I hesitated, but it's been bugging me all day. I have an assistant, assigned to me. I'm not supposed to think of her as my assistant because hierarchy is considered demeaning. She drafts correspondence and some technical pieces and picks up the phone. She's smooth but not bright and not well educated for her master's degree. Assistants are assigned by others on the team, so I had no choice. They usually cycle out after a year.
So Monday a document file appeared with the phrase "cattle clysmic." I started laughing, called her in and asked her to fix it, keeping it light and acting as if I assumed it was a typo, which I knew it wasn't.

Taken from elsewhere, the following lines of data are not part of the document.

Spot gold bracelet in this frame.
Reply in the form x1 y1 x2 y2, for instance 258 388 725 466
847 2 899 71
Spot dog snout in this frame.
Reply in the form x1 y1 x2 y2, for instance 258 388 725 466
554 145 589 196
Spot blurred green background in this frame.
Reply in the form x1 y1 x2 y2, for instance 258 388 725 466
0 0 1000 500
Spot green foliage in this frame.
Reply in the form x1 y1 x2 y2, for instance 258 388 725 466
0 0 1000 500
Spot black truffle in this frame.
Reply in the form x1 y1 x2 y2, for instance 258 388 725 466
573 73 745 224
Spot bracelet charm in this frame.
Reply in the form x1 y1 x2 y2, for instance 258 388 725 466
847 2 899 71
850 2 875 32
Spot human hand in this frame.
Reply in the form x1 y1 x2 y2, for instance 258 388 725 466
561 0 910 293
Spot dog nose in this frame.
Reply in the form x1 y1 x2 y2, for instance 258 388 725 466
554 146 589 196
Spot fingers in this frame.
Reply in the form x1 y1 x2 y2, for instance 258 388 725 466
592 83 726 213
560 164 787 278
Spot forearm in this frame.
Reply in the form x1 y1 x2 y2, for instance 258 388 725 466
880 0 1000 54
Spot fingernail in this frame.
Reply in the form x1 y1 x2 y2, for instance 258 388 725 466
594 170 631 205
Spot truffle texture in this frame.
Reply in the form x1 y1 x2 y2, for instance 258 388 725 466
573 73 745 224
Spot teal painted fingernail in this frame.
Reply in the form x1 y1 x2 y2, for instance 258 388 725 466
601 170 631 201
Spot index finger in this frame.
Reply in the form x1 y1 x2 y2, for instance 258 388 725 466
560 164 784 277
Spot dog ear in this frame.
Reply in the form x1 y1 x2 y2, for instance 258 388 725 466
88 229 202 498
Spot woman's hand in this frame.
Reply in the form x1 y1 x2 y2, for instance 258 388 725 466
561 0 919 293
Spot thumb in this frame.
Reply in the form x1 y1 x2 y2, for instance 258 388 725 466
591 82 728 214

She got upset and said I was putting her down and that I was too focused on niceties rather than meaning, and it was a problem. She kept escalating. Yesterday I heard she went to HR asking to be moved. An assistant there told me he could hear her say I obviously had a bias (yes, she's a person of color - I'm biracial but look white and I don't discuss my or anyone else's racial heritage at work) and I needed to be "straightened out" - the exact term.
Today it was the cold shoulder. The document was not changed, and ended up with the phrase bolded. I told my boss (of course people at my level are not permitted the foolishness of pretending we don't have bosses). She said I just needed to fix her work and that she thought I was being unfair. People like her (quote) need to be encouraged and not told their mistakes, because it just causes trouble in the firm.
Is this insanity the rule now? Is this really the norm? You can't tell an illiterate person where a stupid mistake reveals a serious lapse in understanding? Christ.